Steven Schaufele fcosw5 at mail.scu.edu.tw
Tue Jun 29 18:00:50 UTC 1999


Dear Rich & IE-list subscribers:

At the risk of beating an undead horse, i would very much like it
reiterated that not all of us have software capable of recognizing the
means by which some lucky subscribers' software can encode diacritics
and other expanded character sets.  And worse, some of us have software
that recognizes such codes, but interprets them quite differently from
the way they are intended.

For instance, the software we have here at SCU automatically converts
all such codes into representations of various Chinese characters.  The
result is that i have recently received many postings including extended
and richly-exemplified discussions of Spanish vocabulary, and most of
the words in question have been printed half in Spanish and half in
Chinese, to the point that i have been unable to make any sense out of
the posting at all, and have regretfully decided i must automatically
dump & ignore the whole discussion.

I've recently begun noticing similar problems with postings in German.

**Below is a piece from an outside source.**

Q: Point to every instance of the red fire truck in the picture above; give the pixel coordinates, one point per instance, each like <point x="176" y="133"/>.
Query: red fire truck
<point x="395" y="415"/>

People, i'm very happy for you if your servers can handle expanded
character sets.  But frankly, that sort of thing isn't as useful as some
people think it is, especially when not EVERYBODY has access to such
things.  Please, out of compassion for your less well-endowed (or
differently-endowed) colleagues, try to restrict yourselves to the basic
ASCII character set when posting.  Thank you!

Best,
Steven
--
Steven Schaufele, Ph.D., Asst. Prof. of Linguistics, English Department
Soochow University, Waishuanghsi Campus, Taipei 11102, Taiwan, ROC
(886)(02)2881-9471 ext. 6504     fcosw5 at mail.scu.edu.tw
Fax: (886)(02)2881-7609
http://www.prairienet.org/~fcosws/homepage.html

        ***O syntagmata linguarum liberemini humanarum!***
        ***Nihil vestris privari nisi obicibus potestis!***

[ Moderator's comment:
  I have pointed this out in the past, and been roundly excoriated for my point
  of view, taken somehow to be "English-only".  I will once again suggest that
  we adopt a modified TeX-like accent-writing system, in which the accent (in
  the typographical sense, which includes umlaut/diaeresis/trema and the like)
  is written next to the character affected.  (In TeX systems, it must precede,
  but I think that context can disambiguate for human readers.)  Should I send
  out a list of the TeX conventions, for those unused to them?